Russia’s draft constitution for Syria includes 85 articles. It eliminates the word “Arab” from the name Arab Republic of Syria, eliminates Islamic jurisprudence as a source of legislation, does not specify Islam as the religion of the president, says that Arabic and Kurdish are equal in Syria’s “autonomous Kurdish regions,” and decentralises the government.

It eliminates the condition that the president must be born to two parents of Syrian nationality, removes the condition that he cannot be married to a foreigner, says he has no legislative powers, but puts the country’s armed forces under his mandate.

It allows the president to declare a state of emergency and directs that deputy prime ministers and cabinet ministers be appointed on sectarian and ethnic proportional principles.

Syrian lawyer Michel Shammas said the Syrian people were more capable than the Russians of writing a new constitution. “We are not as incompetent as to need the Russians to impose a foreign constitution on us,” Shammas told the Weekly.

“Lawyer Anwar Al-Bonni produced a new draft constitution in 2005 before he was sent to prison in 2006. That draft was ignored because it was written in the midst of so much suffering.”

Al-Bonni, a well-known Syrian opposition figure, said in 2011 that Syria needed a Constitutional Declaration rather than a new constitution because a referendum on a new constitution would be impossible under wartime conditions.

“A Constitutional Declaration for the interim phase would define the mandate of the government, the transitional authority, and judicial bodies. It would last for two years during which people could recover their sense of normalcy without the pressures of war. Only after that can we discuss a permanent constitution,” he said.

Commenting on the new Russian plan, Al-Bonni told the Weekly that “the Russian game is to divide the Syrian people over the constitution and hand a draft to the armed militia groups that know nothing about the law. This will drive a greater wedge between Syrians and transform the battle from one against tyranny to one between sections of society.”
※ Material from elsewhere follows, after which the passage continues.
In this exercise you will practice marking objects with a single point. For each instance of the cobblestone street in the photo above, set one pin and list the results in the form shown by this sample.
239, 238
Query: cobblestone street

“Discussions over the constitution should take place in a secure society among a free people. Islamists, secularists, Arabs, Kurds, Assyrians, women, men – everyone should be invited to participate under the roof of a free nation after we have ended the violence and seen the back of the present regime.”

Those who have agreed to read the draft constitution say that it contains ambiguities, such as not specifying the form of the state. It refers to “autonomous Kurdish cultural regions,” the first time such an expression has been used, and the notion of decentralisation is not explained. It also establishes sectarian and ethnic representation, a model that has failed when it has been tried in Iraq and Lebanon.

“Writing a new constitution is easy. But the important thing is achieving consensus on the content of any new constitution,” Jabali said. “Without this consensus, any talk about writing a new constitution is worthless. However, at present half the Syrian population has fled abroad, the country is under occupation, and there is no security or even minimal degree of freedom.”

Observers believe Russia is trying to pre-empt this month’s Geneva Conference on the conflict in Syria by marketing its own new constitution. Russian Foreign Minister Sergei Lavrov told a news conference this week that the Geneva Conference would discuss the draft constitution.

However, the Syrian opposition will attend the Geneva Conference only if it is based on the 2012 Geneva Declaration that calls for the formation of a new government with full powers to begin the transitional phase.

An opposition boycott of the Geneva Conference is almost certain if the meeting’s only goal is to discuss Russia’s draft constitution.